The mystery of Praise Tabernacle's official involvement with the project slowly unraveled throughout the meeting, until Councilmember Gus Garcia asked for a clear explanation of its role. The church is directly across the street from Tannehill and, it seems, had known about Tannehill's construction long before the surrounding neighborhood. According to Praise's senior pastor Dr. Dana Carson, the relationship is simple: Although Praise is putting no financial stake into the construction of the project or the purchase of the land, the church's involvement helped secure federal tax credits for investors, credits which double the available development funds. Praise will be involved in an advisory capacity in decision-making about the complex during the federally mandated 15-year period in which the apartments remain affordable according to federal guidelines. If Tannehill goes up for sale after the 15 years are up, Praise has the legal right of first refusal to purchase the complex, and the mandate for affordability of rents is lifted. In a somewhat glossed-over fashion, this arrangement was first explained to council after two hours of emotional public hearings and illuminated a great deal of the preceding argumentative testimony during which neighborhood residents seemed to be suggesting something fishy about the young people's heartfelt testimony on the need for housing.

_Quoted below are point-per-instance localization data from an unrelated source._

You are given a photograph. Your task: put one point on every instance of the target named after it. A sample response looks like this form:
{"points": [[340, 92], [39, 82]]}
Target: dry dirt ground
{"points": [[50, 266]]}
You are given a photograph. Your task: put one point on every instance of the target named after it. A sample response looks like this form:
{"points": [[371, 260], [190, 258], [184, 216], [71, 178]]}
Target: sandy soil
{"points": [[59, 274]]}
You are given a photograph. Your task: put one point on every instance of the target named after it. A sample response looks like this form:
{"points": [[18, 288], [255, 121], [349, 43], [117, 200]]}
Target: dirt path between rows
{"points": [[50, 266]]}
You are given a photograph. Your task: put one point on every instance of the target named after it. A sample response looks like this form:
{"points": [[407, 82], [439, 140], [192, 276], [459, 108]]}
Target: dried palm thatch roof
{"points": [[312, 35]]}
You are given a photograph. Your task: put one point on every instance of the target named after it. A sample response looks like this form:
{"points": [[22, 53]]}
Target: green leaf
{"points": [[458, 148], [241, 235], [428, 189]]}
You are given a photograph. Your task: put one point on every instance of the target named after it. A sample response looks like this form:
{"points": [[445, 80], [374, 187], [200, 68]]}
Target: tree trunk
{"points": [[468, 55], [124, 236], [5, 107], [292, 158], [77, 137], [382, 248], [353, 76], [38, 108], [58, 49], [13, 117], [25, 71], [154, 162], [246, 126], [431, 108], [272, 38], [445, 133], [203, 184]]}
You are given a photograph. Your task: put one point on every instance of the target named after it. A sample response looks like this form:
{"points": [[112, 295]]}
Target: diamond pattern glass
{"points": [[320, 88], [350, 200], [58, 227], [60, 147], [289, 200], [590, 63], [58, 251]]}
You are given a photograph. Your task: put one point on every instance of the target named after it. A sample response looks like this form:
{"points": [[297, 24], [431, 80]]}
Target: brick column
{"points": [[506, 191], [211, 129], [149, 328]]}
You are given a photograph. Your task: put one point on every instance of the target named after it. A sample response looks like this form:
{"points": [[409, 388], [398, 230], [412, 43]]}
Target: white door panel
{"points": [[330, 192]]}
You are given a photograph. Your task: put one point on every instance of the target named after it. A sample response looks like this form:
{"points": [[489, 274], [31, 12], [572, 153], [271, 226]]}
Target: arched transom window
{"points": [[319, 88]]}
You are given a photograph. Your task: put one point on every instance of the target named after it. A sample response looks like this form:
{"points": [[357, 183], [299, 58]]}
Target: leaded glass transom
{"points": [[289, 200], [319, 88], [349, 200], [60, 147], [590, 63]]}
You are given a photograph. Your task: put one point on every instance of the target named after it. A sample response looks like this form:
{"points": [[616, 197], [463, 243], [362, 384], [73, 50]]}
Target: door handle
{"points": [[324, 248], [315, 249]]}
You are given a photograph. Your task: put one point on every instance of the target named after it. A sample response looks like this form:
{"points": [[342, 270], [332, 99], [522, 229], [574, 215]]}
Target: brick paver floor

Finally, in keeping with its neighborhoods-friendly doctrine, council asked the developers to go back and try to develop a more meaningful oversight capacity for area residents, but Suttle suggested that the delay might sink the project by missing the deadline to accept the tax credits. "This project is getting enough uncertainty that I think it's dying its own death," Suttle said. "You're saying that there can be no multi-family in this area," he argued. "That's what you're saying, that's not what I'm saying," answered Garcia. Councilmember Bill Spelman had the last word before the council voted unanimously to pass the zoning on first hearing only. "I would have no qualms whatever about this taking place in my own neighborhood, but -- like Daryl and like Gus -- I'm going to vote for this [delay] purely so that the developer and his agent can work with [the neighborhood]. I hope that your development doesn't lose too much money out of it," he offered.

Suttle now says Tannehill will certainly be back on the agenda in two weeks, when the valid petition of area residents against its construction will mean that rezoning will require a six-vote majority. Although Suttle says that some meetings with the neighborhood have taken place, residents have not softened their opposition. A 4-3 vote killing the project seems inevitable -- and affordable housing will be the unintended victim.


This Week In Council:

No council meeting this week (November 19).